Conventional recommendations cover all distances, from 5 to 8 meters, with quincunx (i. e., triangular plantings) urged when the 8-meter plan is adopted. But the writer has seen too many groves spaced at this distance in good soil, with interlacing leaves and badly spindled in the desperate struggle for light, air, and sun, ever to recommend the quincunx, or any system other than the square, at distances not less than 9 meters and, in good soils, preferably 9.5 meters.
The former distance will allow for 123 and the latter 111 trees to the hectare. They should be lined out with the greatest regularity, so as to admit at all times of cross plowing and cultivation as desired.
From this time forward the treatment is one of cultural and manurial routine.
Annual plowings should not be dispensed with during the life of the plantation. These plowings may be relatively shallow, sufficient to cover under the green manures and crops that are made an indispensable condition to the continued profitable conduct of the industry. Nothing is to be gained by the removal of the earliest flowering spikes. Flowering is the congestion of sap at a special point which, if the grower could control it, he would wish to direct, in the case of young plants, to the building up of leaf and wood. Cutting the inflorescence of the cocoanut results in profuse bleeding and, unless this be checked by the use of a powerful styptic or otherwise, it is doubtful if the desired end would be accomplished. The earlier crops of nuts should all be taken with extension cutters or from ladders. No shoulders for climbing should be cut in any tree, the stem of which has not become dense, hard, and woody. Cut when the wood is the least bit succulent, they become inviting points of attack for borers.
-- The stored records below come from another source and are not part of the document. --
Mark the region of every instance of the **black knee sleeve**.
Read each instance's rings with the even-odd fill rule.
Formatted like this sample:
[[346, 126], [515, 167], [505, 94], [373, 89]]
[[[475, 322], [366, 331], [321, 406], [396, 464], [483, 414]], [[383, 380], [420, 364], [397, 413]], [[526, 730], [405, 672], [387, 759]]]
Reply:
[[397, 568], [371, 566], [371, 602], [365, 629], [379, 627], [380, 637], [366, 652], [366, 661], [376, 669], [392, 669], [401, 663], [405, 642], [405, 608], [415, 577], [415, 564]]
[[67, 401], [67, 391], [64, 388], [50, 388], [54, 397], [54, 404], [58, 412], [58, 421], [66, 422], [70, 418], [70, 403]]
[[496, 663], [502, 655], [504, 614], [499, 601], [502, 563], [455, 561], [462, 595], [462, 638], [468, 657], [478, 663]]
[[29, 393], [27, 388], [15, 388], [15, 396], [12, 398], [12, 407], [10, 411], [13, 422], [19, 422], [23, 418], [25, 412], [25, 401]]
With these reservations, there is everything to commend the practice of shouldering the tree, as offering the safest, most expeditious and economical way of making it possible to climb and secure the harvest. It is, of course, understood that the cuts should be made sloping outward, so as not to collect moisture and invite decay, and no larger than is strictly necessary for the purpose.
Manuring.[1]
The manuring problem must be met and solved by the best resources at our command. The writer has had pointed out hundred of trees that, wholly guiltless of any direct application of manure, have borne excellent crops for many successive years; but he has also seen hundreds of others in their very prime, at thirty years, which once produced a hundred select nuts per year, now producing fluctuating and uncertain crops of fifteen to thirty inferior fruits.
Time and again native growers have told me of the large and uniformly continuous crops of nuts from the trees immediately overshadowing their dwellings and, although some have attributed this to a sentimental appreciation and gratitude on the part of the palm at being made one of the family of the owner, a few were sensible enough to realize that it came of the opportunity that those particular trees had to get the manurial benefit of the household sewage and waste.
Yet, the lesson is still unlearned and, after much diligent inquiry, I have yet to find a nut grower in the Philippines who at any time (except at planting) makes direct and systematic application of manure to his trees.